One major issue I have with experiments that show that enhanced CO2 levels reduce the protein, mineral and vitamin content of major food crops such as rice, is that these foods are already being stripped of much of their nutritional value through processing, particularly the processing of brown whole grain rice into nice, clean and attractive white rice, which most people eat, even in desperately poor countries.
From the following site
http://www.whfoods.com/genpage.php?tname=foodspice&dbid=128"The complete milling and polishing that converts brown rice into white rice destroys 67% of the vitamin B3, 80% of the vitamin B1, 90% of the vitamin B6, half of the manganese, half of the phosphorus, 60% of the iron, and all of the dietary fiber and essential fatty acids. Fully milled and polished white rice is required (by law in the US) to be "enriched" with vitamins B1, B3 and iron." In other words, poor people who are undernourished should be encouraged to change their diet from white rice to whole-grain brown rice. The solution is education, not reducing CO2 levels.
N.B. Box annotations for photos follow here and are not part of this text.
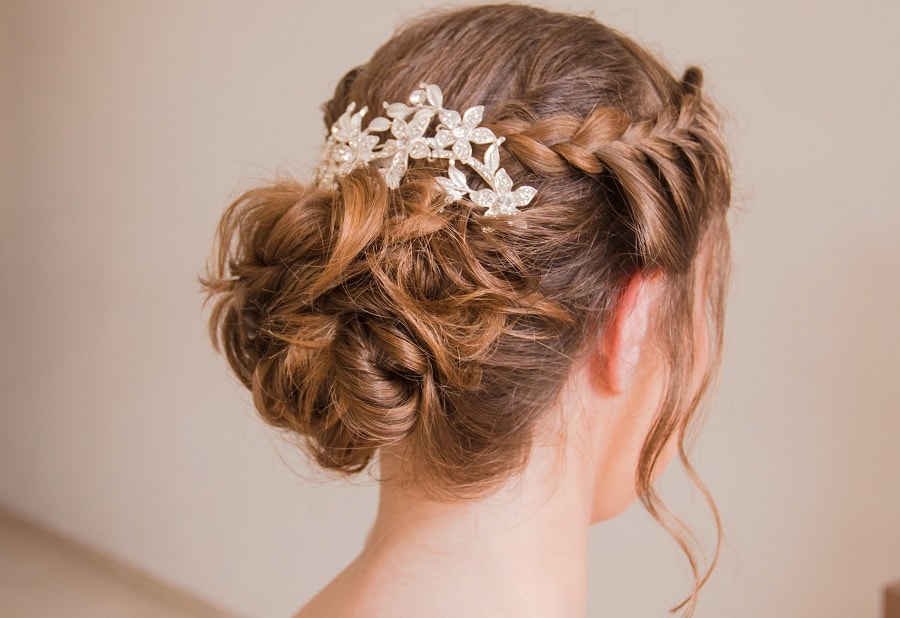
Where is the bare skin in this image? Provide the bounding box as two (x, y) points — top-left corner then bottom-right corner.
(295, 270), (700, 618)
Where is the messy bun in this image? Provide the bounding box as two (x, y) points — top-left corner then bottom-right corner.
(204, 5), (730, 608)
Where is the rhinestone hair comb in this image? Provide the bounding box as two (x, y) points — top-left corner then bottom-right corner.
(318, 83), (537, 217)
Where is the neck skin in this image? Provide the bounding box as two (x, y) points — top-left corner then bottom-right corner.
(299, 372), (597, 618)
(359, 436), (592, 618)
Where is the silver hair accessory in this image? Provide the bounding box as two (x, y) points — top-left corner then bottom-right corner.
(318, 83), (537, 217)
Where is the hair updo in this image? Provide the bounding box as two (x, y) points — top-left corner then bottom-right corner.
(203, 5), (730, 608)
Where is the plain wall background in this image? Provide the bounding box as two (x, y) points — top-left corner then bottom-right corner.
(0, 0), (900, 618)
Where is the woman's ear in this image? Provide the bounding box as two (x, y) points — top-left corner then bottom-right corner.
(595, 272), (662, 395)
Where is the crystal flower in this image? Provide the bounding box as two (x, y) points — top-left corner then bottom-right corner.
(318, 83), (537, 217)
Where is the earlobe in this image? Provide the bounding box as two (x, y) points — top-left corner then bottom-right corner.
(601, 273), (660, 395)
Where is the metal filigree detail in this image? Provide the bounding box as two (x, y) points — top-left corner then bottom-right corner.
(318, 83), (537, 217)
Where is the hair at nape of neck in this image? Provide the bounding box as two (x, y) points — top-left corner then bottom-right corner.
(204, 4), (731, 614)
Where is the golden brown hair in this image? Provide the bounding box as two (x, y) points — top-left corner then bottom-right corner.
(203, 5), (730, 614)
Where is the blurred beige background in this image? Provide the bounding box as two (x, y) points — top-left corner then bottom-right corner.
(0, 0), (900, 618)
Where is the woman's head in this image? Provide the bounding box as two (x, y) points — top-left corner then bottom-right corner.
(204, 5), (730, 608)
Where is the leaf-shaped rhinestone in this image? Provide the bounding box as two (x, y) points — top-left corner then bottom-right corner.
(318, 83), (537, 217)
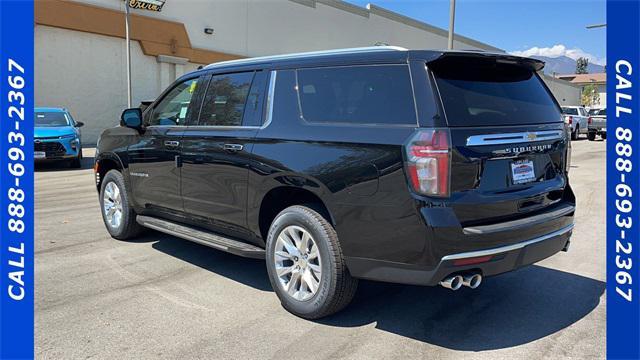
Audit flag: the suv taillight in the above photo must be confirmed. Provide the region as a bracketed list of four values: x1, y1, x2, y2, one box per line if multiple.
[406, 129, 451, 197]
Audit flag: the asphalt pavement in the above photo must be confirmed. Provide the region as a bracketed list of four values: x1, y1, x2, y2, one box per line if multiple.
[35, 140, 606, 360]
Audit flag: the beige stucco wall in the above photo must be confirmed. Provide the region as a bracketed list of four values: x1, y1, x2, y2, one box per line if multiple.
[35, 25, 197, 144]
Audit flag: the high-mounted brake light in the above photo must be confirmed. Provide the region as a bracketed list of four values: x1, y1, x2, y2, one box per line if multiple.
[406, 129, 451, 197]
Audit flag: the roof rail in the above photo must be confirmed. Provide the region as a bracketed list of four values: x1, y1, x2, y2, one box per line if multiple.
[204, 46, 407, 69]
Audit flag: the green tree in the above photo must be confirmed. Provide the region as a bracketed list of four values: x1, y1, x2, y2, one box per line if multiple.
[576, 57, 589, 74]
[581, 84, 600, 106]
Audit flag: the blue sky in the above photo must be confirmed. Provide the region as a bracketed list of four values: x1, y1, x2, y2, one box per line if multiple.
[348, 0, 606, 63]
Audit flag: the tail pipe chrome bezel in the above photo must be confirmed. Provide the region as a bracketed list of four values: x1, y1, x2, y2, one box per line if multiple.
[440, 275, 464, 291]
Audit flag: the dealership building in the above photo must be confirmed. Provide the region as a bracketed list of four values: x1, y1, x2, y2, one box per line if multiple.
[35, 0, 580, 144]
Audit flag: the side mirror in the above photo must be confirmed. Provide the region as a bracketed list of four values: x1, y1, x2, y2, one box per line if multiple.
[120, 108, 142, 130]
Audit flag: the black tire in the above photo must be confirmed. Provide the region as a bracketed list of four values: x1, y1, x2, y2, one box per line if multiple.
[100, 170, 143, 240]
[266, 205, 358, 319]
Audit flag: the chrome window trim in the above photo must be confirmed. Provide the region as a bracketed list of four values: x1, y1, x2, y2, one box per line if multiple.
[441, 224, 573, 261]
[260, 70, 278, 129]
[467, 130, 564, 146]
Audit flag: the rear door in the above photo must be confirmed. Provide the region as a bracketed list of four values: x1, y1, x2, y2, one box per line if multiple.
[429, 57, 568, 226]
[181, 71, 267, 237]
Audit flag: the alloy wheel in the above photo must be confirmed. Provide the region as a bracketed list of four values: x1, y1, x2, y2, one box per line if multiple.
[273, 225, 322, 301]
[102, 182, 123, 229]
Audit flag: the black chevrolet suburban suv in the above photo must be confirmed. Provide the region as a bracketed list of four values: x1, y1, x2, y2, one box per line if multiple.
[94, 47, 575, 319]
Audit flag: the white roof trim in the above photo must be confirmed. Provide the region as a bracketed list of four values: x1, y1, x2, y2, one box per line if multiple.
[205, 46, 407, 69]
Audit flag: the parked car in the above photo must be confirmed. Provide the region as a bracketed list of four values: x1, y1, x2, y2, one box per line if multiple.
[95, 47, 575, 319]
[587, 108, 607, 141]
[562, 106, 589, 140]
[33, 107, 84, 168]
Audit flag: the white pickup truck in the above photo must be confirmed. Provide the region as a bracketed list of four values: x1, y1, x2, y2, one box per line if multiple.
[587, 108, 607, 141]
[562, 106, 589, 140]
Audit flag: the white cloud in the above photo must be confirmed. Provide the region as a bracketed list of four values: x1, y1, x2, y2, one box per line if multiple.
[510, 44, 607, 65]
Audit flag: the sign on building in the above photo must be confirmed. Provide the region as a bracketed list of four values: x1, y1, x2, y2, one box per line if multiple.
[126, 0, 166, 11]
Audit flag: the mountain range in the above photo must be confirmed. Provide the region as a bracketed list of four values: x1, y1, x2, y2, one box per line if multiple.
[532, 55, 604, 75]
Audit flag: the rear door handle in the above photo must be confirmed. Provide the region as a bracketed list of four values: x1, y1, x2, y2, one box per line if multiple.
[222, 144, 244, 152]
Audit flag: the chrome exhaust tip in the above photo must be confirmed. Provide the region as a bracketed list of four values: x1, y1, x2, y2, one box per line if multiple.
[440, 275, 463, 291]
[462, 274, 482, 289]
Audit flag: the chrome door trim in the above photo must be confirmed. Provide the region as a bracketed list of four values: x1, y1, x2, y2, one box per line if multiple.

A doubling of CO2 levels results in approximately a 1/3rd increase in rice yields, all else remaining the same. If you were living in a poverty stricken community where people were starving and undernourished, and someone offered you a choice of 90 Kg of polished white rice grown in preindustrial CO2 levels of 280 ppm, or 133 Kg of brown rice grown in twice the levels of CO2 (560 ppm), which would you choose? (I've used the figure 90 instead of 100, for the white rice, on the assumption that about 10% of the mass is thrown away during polishing).